A meu ver, perto ou mais de cinquenta anos passados, João Melo recria o mesmo tipo de desajustamentos e de prenúncio de tempos instáveis, não entre brancos e negros, mas entre as diversas etnias negras, divididas, para mais ou para menos, em correspondentes facções políticas e com uma diferença que não é de somenos: a de tudo relatar sem recurso ao dramático, antes, e com que talento!, recorrendo à ironia para caracterizar a vivência quotidiana do angolano em seus diversos estamentos sócio-políticos.

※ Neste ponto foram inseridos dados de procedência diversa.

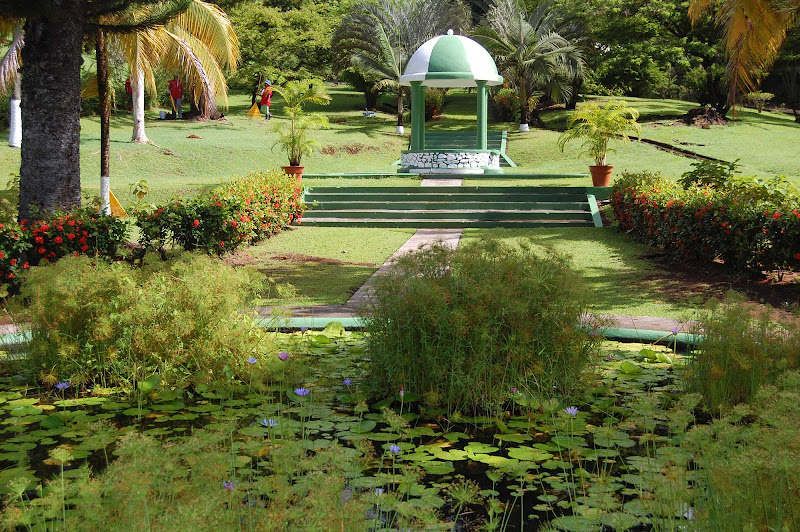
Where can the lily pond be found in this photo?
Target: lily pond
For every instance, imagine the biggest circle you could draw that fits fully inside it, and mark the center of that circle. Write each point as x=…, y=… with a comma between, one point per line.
x=263, y=455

Assim, por esta via, sem traumas nem saudosismos, dá-nos João Melo um curioso e bem humorado retrato da vivência do povo angolano, independentemente da categoria social de cada um, ainda que sempre determinado pelas mais ou menos valias que o enquadram nessa mesma sociedade. Isto permite-lhe aparentar-se com a ramalhal figura de Ortigão, obviamente no farpear que as suas intenções transportam, motivo pelo qual as suas histórias são mais crónicas de verrina do que verdadeiramente narrativas literárias.

Ramiro Teixeira

in
11.09.2006


*João Melo. O Dia em que o Pato Donald comeu pela primeira vez a Margarida, Editorial Caminho, Lisboa, 2006.